As for eliminating the region codes, it will significantly expand the market for DVDs all over the world. A person in the US could buy a TV show from the UK without any need to be worried about regions. And the cost of making the DVDs will decrease because only complete package is being created instead of one for each region.
There’s a lack of logic here.
Region coding isn’t some bizarre experiment in self-denial, with the studios purposely making their customers unable to give them money. That’s absurd.
It’s due to the fact that most companies only license a movie for a certain territory. If a certain movie sold by Fox in the UK is locked, it’s most likely because it’s sold by Warners in the US and Sony in Japan, etc. Criterion discs are locked because they only get the rights to the US. And so on and so forth…
In truth, many (the vast majority, I’d say) Blu-Rays are NOT region-coded anymore. That said, the market for people buying imported Blu-Rays is absolutely miniscule, and doing away with region codes entirely, which is impossible, would also have an immeasurably small effect on the bottom line.
The film industry is not going to be saved because an American can suddenly buy and import a previously region coded Blu-Ray of some French film that is unavailable in the US PRECISELY because the demand for it is so tiny.
Retail sales were down in ’11 for the same reason BO sales were down: movies in the last year were complete garbage. Why would you want to pay for the DVD of a film that you didn’t want to see in the theaters? Better to Netflix or Redbox it first. Well, better for the consumer, not the studios.
Total household spend on telecom, entertainment, and consumer electronics continues to rise, but with wages flat and unemployment high something has to give, and the logical place for consumers to cut is ownership of crap movies nobody wants to watch more than once.
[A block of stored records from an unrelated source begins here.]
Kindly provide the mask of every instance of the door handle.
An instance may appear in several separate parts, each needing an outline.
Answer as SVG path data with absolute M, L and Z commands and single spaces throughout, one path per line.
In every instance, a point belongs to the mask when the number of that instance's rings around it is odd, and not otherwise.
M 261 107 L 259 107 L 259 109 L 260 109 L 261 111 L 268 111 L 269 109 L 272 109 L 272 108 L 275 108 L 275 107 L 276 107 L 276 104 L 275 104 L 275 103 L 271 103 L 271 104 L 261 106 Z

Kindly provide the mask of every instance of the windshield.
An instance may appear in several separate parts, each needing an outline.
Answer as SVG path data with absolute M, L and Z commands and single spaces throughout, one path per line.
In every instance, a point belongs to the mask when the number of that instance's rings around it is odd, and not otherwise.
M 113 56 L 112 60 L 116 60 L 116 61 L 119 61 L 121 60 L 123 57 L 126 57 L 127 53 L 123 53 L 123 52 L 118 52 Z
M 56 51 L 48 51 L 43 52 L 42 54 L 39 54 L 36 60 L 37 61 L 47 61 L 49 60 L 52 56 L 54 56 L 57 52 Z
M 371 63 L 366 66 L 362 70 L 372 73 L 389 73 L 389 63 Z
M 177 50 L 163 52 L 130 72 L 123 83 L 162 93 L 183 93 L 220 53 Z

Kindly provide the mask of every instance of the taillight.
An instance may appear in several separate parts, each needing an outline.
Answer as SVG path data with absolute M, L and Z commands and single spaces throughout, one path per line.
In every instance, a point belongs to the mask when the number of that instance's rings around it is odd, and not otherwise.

Look at your total spend for smartphones, data plans, apps, computers, Internet access, TVs and TV access, premium channel access, streaming service subscriptions, etc., etc., compared to 25 years ago. For a lot of people today it adds up to more than a fat car payment. The component representing poorest value is DVD purchases. Don’t most of us have a shelfful of disks we haven’t watched in ten years?
Mr. Nathanson was somewhat lax when he examined the sales statistics for 2011. According to IHS Screen Digest, Blu-ray Disc is now in 36 million homes in the U.S., which represents about 48% of all U.S. HDTV households. That’s a 40% increase in 2011 over 2010. The Digest also reports that Blu-ray software sales increased 33% in 2011 compared to 2010. The DEG stated that U.S. consumer spending on Blu-ray software topped $2 billion for the first time. And all that growth was in a depressed economy. The drop in physical media sales is due to DVD. Those sales are dropping for two dominant reasons. Blu-ray is cannibalizing DVD sales; according to Futuresource, about 75 million U.S. homes now have HDTVs, which represents about 65% of TV households. Such owners are rapidly developing an appreciation and desire for best quality high definition, which only Blu-ray can deliver. Just as significant, back-catalog titles on DVD are virtually exhausted. The number of new releases on DVD is shrinking rapidly, while the number of releases on Blu-ray Disc is growing. An impediment to rapid release of back-catalog titles on Blu-ray is the need to restore the film, whether a minor effort or a major one; flaws that went unnoticed on DVD are very visible in Blu-ray due to its six times greater spatial resolution and higher color accuracy. Physical media is doing just fine, Mr. Nathanson; Blu-ray Disc will be with us for many years to come. There will always be people who prefer electronic delivery convenience over physical media quality, but please don’t let that group influence your analysis or conclusions.
Good analysis. The sky is not falling!!